The Doctrine of One Last Chance
UVA Law Faculty Affiliations
Constitutional avoidance is an old idea, but the Roberts Court has given it a new twist. Instead of avoiding constitutional questions whenever possible, recent Supreme Court majorities have tended to engage in avoidance just once before issuing disruptive decisions. For example, the Roberts Court initially ducked constitutional challenges to central pillars of the Bipartisan Campaign Reform Act and the Voting Rights Act. But when those measures came before the Court for a second time, they were both struck down as unconstitutional, despite their importance and bipartisan support. A similar pattern of limited deferral may be visible in other recent cases, as the Roberts Court has taken a pass on its first opportunities to strike at the Affordable Care Act, affirmative action in higher education, and same-sex marriage laws.

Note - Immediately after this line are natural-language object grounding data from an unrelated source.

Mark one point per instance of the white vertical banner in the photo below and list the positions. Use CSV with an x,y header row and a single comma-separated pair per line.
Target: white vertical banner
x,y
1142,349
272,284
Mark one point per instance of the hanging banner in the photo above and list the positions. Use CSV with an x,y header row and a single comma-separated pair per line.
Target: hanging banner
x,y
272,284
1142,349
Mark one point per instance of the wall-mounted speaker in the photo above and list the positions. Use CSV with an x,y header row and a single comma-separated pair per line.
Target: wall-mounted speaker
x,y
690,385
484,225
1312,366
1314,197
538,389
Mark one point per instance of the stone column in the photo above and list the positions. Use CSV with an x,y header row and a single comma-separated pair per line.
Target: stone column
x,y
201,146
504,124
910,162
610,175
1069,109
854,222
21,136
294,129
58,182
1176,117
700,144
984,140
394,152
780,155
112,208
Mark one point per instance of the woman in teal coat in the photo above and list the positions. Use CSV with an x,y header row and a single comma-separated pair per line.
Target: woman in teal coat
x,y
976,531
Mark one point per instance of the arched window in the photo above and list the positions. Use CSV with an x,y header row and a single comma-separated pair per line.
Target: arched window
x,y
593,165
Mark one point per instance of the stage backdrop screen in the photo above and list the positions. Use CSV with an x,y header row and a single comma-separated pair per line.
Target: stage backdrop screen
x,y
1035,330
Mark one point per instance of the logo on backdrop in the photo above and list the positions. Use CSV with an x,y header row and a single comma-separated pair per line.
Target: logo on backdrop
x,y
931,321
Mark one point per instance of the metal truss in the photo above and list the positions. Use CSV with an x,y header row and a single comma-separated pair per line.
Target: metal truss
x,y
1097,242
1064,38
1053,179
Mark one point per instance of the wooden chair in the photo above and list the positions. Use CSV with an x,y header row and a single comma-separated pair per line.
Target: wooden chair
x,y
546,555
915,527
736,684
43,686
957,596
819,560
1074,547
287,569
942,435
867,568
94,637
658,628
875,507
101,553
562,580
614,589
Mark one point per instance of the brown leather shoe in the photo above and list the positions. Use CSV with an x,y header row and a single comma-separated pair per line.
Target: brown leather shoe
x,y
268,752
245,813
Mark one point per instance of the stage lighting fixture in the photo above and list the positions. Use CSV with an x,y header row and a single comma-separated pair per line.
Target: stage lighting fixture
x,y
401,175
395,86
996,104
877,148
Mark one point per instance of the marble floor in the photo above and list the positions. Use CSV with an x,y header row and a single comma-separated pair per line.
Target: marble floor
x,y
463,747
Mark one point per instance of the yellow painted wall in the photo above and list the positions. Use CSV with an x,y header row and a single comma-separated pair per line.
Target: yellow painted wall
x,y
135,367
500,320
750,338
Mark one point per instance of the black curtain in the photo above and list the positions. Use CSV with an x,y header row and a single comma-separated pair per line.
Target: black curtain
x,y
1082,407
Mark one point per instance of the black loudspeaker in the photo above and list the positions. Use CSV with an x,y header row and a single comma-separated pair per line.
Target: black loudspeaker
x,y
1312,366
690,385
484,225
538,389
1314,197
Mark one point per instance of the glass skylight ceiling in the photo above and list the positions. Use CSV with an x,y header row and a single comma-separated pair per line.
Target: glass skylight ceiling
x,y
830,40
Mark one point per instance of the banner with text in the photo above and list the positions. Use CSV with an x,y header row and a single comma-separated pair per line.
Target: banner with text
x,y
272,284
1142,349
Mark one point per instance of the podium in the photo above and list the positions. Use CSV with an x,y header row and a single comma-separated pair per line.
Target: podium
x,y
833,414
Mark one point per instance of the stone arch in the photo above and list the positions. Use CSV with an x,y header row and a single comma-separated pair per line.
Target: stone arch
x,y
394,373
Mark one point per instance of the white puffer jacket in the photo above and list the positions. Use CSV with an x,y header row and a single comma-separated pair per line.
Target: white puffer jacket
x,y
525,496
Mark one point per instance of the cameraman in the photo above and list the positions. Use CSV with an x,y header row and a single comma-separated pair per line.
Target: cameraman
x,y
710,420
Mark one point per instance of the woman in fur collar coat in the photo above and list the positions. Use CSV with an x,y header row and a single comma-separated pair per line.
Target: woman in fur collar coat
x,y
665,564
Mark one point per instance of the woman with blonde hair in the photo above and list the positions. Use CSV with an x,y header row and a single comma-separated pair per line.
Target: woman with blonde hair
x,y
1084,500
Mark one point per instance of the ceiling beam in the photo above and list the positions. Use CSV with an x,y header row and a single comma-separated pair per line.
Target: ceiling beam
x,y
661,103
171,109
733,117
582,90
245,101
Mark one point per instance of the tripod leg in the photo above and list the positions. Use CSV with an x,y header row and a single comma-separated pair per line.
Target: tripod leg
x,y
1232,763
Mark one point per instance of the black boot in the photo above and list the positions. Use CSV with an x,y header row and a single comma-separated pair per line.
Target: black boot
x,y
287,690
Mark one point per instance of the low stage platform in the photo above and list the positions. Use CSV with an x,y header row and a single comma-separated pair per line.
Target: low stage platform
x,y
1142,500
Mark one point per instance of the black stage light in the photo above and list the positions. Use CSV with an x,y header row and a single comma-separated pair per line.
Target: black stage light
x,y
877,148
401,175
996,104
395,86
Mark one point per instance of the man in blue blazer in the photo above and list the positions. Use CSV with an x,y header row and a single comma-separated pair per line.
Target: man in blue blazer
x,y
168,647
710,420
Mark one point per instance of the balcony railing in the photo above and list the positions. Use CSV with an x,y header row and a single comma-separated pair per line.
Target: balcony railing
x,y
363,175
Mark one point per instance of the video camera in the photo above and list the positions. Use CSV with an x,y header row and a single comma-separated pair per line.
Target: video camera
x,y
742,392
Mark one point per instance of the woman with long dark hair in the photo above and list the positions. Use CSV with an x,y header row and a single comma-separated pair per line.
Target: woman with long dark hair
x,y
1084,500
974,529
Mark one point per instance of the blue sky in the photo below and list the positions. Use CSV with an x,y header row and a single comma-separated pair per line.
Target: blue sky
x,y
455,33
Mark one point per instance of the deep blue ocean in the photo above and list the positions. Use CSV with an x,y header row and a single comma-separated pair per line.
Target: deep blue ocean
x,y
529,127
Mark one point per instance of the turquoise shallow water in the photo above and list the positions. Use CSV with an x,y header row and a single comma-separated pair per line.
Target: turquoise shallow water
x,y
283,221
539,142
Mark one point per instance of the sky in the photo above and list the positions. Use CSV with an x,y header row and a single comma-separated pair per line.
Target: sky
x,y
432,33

This emerging use of constitutional avoidance might be called “the doctrine of one last chance.” Under this doctrine, the Court must signal its readiness to impose major disruptions before actually doing so. Put more colorfully, the doctrine of one last chance is avoidance on steroids, but with an expiration date. The result is a practical rule of judicial decision-making — an attempt not just to extol the dueling virtues of judicial action and restraint, but to balance them. And the balance is attractive. Here as elsewhere, there is good reason to afford notice and postpone decision before causing massive and potentially unexpected disruptions. Still, the doctrine should give us pause: by facilitating major legal change, the doctrine of one last chance converts a cornerstone principle of judicial restraint into a playbook for judicial action.